It is clear, then, that IDS should be conceived of as approaching music in terms of its pitch, timing, and phrase structure. This convergence of features explains the sense of musicality in IDS perceived by many observers. More importantly, though, this example highlights the functional level of the perceived similarity, suggesting not only that music and IDS have common surface features, but that particular features are shared because these communicative activities also share particular functions. This point is reinforced by research that explicitly makes the link between the two: For example, Wigram and Gold (2006) describe how musical improvisation for therapeutic purposes “. . .can emulate a mother–infant interaction, where reciprocity in rhythmic, melody and dynamic style is analogous to the way the therapist [is] responding to the child” (p. 536). Furthermore, although the focus in this section has been on IDS, such functional overlap between music and speech can be found more broadly: For example, work on question-and-answer pairs in spoken English has demonstrated that answers relate to questions in more strongly music-like ways—including a shared rhythmic framework and production of across-turn musical intervals—when those answers are aligned/preferred (i.e., agreement) than when they are disaligned/dispreferred (Hawkins et al., 2013; Robledo et al., 2016).

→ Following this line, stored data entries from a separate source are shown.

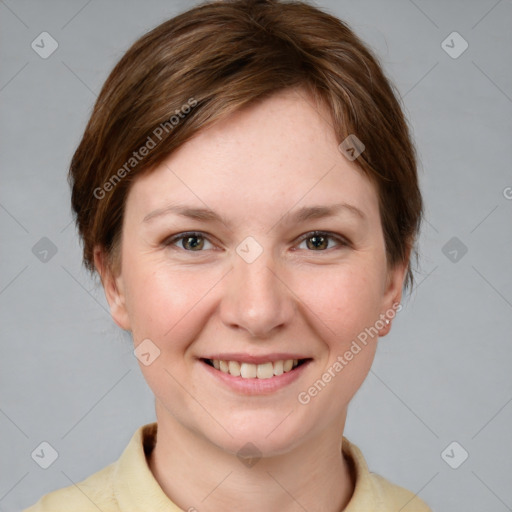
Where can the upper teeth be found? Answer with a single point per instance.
(252, 371)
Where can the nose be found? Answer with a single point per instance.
(256, 297)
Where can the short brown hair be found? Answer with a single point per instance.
(215, 59)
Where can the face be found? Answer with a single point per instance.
(255, 242)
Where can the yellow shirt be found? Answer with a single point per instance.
(128, 485)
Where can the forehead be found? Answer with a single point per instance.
(270, 156)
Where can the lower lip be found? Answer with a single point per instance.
(257, 386)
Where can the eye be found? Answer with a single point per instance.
(320, 240)
(191, 242)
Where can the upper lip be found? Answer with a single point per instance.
(255, 359)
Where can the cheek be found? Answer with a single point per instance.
(164, 303)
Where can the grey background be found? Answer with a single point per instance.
(68, 374)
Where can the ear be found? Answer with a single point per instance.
(113, 288)
(393, 292)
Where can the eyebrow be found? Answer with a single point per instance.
(301, 215)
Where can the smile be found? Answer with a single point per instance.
(245, 370)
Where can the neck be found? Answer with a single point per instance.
(197, 475)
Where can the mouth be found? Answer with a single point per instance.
(261, 371)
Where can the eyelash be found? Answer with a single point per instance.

In short, there is a tendency to divide the two aural communicative phenomena of music and speech conceptually, on the basis of linguistically encoded semantic content: Music does not have it, while speech does. However, this is too stark a division; speech contains many nonverbal qualities we would recognize as musical, such as pitch and rhythm, while music is meaningful, albeit in a nonlinguistic and highly subjective fashion, and both are clearly in some sense communicative. Furthermore, similarities and differences between the two reflect their respective functions: As discussed above, referential communication regarding specific situations and objects is a primary function of language—and something music is rarely capable of achieving—whereas social bonding is often seen as music’s primary function. However, as the functions of the two align, they grow in similarity with respect to relevant communicative features. For example, music and IDS are suggested to have a greater overlap of communicative purpose than music and everyday speech, in that both have among their primary functions the expression and regulation of affect and the promotion of interpersonal bonds. In the case of music, these functions help with the navigation of situations of social uncertainty, while in the case of IDS they help to create and sustain the caregiver–infant relationship and support the infant’s emotional development. As a result, we see features in IDS that make it appear more music-like.
As this section demonstrates, the proposed framework of communicative functions encourages us to view interaction and communication not in terms of particular activities but in terms of certain behaviors that are found across multiple activities and contexts according to the function of the communication and the aims of the interactants. Such an approach opens up new communicative contexts in which to explore interaction—contexts that may be less common than everyday activities such as conversational speech, but which share relevant behaviors due to their overlapping communicative functions. Indeed, some of these contexts may go beyond more common communicative activities in terms of the emphasis afforded to certain types of behavior and may thus increase our power to observe underlying patterns in such behaviors. In particular, these novel contexts may prove fruitful places to seek communicative behaviors that are especially informative with regard to well-being: behavioral markers that robustly indicate the presence and, when examined within an individual over time, the severity of mental health disorders such as depression. In the following section, we explore one communicative context that seems highly likely to provide new insights into behavioral markers—that of music therapy—and consider its relevance to the diagnosis and monitoring of depression. As discussed further below, we have selected music therapy as our focus because it is simultaneously multimodal and profoundly interactive, thus foregrounding a range of behaviors likely to have relevance to mental well-being. However, it is worth noting that music therapy is not unique in this regard; other communicative contexts exist that display similar characteristics, albeit with a different balance of linguistic and musical (or music-like) content (e.g., other communication-based therapies, such as drama/dance therapy and even some talking therapies) or different goals (e.g., music in health activities). We would therefore suggest that at least some of the arguments presented below may be applicable more widely. However, in the interests of space, we focus here on music therapy. In the section below, we first contextualize depression-related changes in communicative behaviors and then outline their relevance to music therapy.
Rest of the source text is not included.